Step 1: Import libraries
Install and import the necessary Python libraries:
- requests for making HTTP requests.
- pymongo for establishing connection with a MongoDB client.
- json for working with JSON data.
- csv for reading and writing CSV files.
- urllib for parsing through URLs.
Step 2: Set up a MongoDB connection
Establish a connection to MongoDB using the URI credentials obtained in ‘Set Up’ and specify a database (chat_transcripts) and collection (samples4) to be used. If the database and collection do not already exist, they will be created.
Step 3: Define create_embeddings function
Create a function that sends text to the Nebula Embedding model API (https://api-nebula.symbl.ai/v1/model/embed) and retrieves the embedding for the given text.
Step 4: Define insert_documents function
Create a function to read data from a file, create embeddings for each conversation transcript, and insert documents (conversation text with embeddings) into the MongoDB collection.
The dataset used for this implementation consists of CSV files, each with two columns – conversation ID and associated transcript. An embedding is generated for each conversation transcript using the create_embeddings function. This embedding along with the associated conversation_id and text transcript, make up a document, which is then inserted into MongoDB. A total of 80 documents are inserted in this implementation, spanning four CSV files, with 20 rows each.

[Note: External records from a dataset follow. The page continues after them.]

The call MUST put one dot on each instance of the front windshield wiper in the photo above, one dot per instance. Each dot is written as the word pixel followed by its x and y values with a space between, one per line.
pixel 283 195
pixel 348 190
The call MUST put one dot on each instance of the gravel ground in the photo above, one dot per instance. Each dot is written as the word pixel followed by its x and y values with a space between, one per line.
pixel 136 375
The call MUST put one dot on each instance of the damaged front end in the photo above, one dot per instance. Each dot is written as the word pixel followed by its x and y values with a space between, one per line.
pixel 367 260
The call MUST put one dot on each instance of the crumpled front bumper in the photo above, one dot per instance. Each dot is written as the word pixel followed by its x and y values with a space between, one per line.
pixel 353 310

Step 5: Create a vector search index
Navigate to the database in your collection on the Atlas page and follow instructions to create an Atlas Vector Search Index. Provide an index name – this implementation uses “vector_index”, and add a JSON configuration.
- numDimensions: length of the vector embeddings
- path: field over which the similarity search is carried out
- similarity: similarity metric used
Step 6: Define vector_index_search function
Create a function to perform a vector index search in MongoDB using the vector search index created in the previous step. This function takes a user prompt as input and returns the retrieved context from the vector database.
MongoDB Atlas Vector Search uses an approximate nearest neighbors algorithm. For this implementation, our dataset includes 80 documents in total (numCandidates). We return the 7 (limit) closest documents to the user prompt as an output of this search.
Step 7: Define chataugmentation function
Create a function to interact with the Nebula Chat model API for chat augmentation based on the additional context and user query.
Step 8: Insert Data into MongoDB
Insert data from the relevant CSV files into the MongoDB collection using the insert_documents function.
Step 9: User Interaction Loop
Finally, create a loop that allows the user to input a question, perform a vector index search, add context to the LLM and print the augmented responses.
Step 10: Running the Script
Execute the script in a Python environment, ensuring that all dependencies are installed. Make sure to have the required CSV files in the same directory.
Sample Output
The script outputs conversation IDs associated with the 7 (set as limit in vector_index_search function) closest embeddings present in the database. The transcript corresponding to these conversations are added as context to Nebula LLM, which then based on the user prompt, generates an augmented response.
Conclusion
This blog demonstrates a step-by-step integration between Symbl.ai’s Nebula Chat LLM and MongoDB Atlas to develop a RAG pipeline, with the objective of drawing insights from conversation data added as context. A few use cases include question-answering, document summarization, and content generation. Low token latencies, for the Nebula Chat and Embedding models, also make this framework suitable for real-time and time-sensitive use cases in generative AI, for instance customer service, technical support and sales assistance. This synergy can further be leveraged to build more advanced and contextually aware conversational agents.